The next day, we discovered that the donation plugin we use, GiveWP, had released an update with the description: “Security: Addressed an issue with donor information visibility.”

Further investigation revealed a public issue had been filed on their GitHub repository by another user, detailing the vulnerability. (For transparency, we have archived a copy of the report here).

The names and email addresses of anyone that had ever donated via our donation page was there for the entire world to see (provided they were savvy enough to right click->View page source)
Within a couple of hours of this report, they had patched the bad code and released 4.6.1

While the patch was released quickly, we were concerned by the 17.5-hour delay (“4 business hours”…) between the critical security fix and any official notification from the GiveWP team. However, In our view, their public statement did not sufficiently address the potential impact of exposing donor names and email addresses.

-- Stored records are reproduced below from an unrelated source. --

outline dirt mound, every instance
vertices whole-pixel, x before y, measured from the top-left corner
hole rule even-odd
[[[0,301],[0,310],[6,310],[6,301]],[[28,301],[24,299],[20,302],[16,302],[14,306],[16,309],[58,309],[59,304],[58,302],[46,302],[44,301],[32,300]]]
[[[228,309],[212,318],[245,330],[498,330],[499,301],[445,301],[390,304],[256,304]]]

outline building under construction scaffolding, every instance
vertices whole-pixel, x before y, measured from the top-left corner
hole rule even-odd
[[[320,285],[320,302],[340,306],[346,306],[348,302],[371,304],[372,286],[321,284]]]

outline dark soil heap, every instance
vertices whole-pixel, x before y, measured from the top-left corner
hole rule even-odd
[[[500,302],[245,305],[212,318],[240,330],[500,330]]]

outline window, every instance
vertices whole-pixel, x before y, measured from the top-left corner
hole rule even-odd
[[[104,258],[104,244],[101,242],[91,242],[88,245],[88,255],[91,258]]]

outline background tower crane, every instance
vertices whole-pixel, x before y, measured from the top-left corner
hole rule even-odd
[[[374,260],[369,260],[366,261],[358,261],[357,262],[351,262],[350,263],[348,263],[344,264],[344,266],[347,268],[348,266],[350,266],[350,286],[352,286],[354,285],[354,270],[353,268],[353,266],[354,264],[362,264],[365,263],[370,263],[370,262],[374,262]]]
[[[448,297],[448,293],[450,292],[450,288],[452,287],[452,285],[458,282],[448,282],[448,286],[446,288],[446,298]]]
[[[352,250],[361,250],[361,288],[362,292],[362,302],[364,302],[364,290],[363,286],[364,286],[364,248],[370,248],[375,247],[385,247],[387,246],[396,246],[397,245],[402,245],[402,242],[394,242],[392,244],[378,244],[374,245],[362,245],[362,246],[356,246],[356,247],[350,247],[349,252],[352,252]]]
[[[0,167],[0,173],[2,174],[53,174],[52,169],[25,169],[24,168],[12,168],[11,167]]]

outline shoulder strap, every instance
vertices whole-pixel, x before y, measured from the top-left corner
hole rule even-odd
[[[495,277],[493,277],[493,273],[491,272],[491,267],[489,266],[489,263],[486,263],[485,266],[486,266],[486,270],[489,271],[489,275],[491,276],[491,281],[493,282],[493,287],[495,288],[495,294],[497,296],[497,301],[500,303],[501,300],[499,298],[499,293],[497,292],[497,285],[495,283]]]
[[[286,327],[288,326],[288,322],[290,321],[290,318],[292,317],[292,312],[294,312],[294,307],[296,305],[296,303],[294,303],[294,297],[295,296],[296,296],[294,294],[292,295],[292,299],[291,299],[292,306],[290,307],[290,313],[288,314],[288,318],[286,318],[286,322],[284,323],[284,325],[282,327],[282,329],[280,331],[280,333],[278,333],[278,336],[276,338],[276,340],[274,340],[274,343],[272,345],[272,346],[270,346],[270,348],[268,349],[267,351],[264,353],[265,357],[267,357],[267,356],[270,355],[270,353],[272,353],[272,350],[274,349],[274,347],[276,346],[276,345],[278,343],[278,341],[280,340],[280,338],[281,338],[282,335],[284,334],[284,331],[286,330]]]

And with that, the conversation is effectively shut down.

And yes, while no billing or payment info was at risk, they really downplay the impact that the accidental reveal of names and email addresses can have. (To quote: “there’s no evidence that the exposure of emails that happened here has been linked to any real-world exploitation”)
If we’re being entirely honest, the response from the GiveWP team has been disappointing.
Where we’re left
We take full responsibility for the software we deploy. We placed our trust in a widely-used plugin, and that trust was broken. This incident exposed our donors’ information and put our reputation at risk. This is an unacceptable outcome.
While there is no way for us to have forseen this happening, we cannot apologise enough to anyone of our donors who have seen an increase in spam due to this. We put our trust in a WordPress plugin, and they broke that trust – in turn putting our own reputation at risk.
It sucks, and it’s not a position we ever thought we’d be in, but here we are. We hope that we can gain back the trust of those affected by this.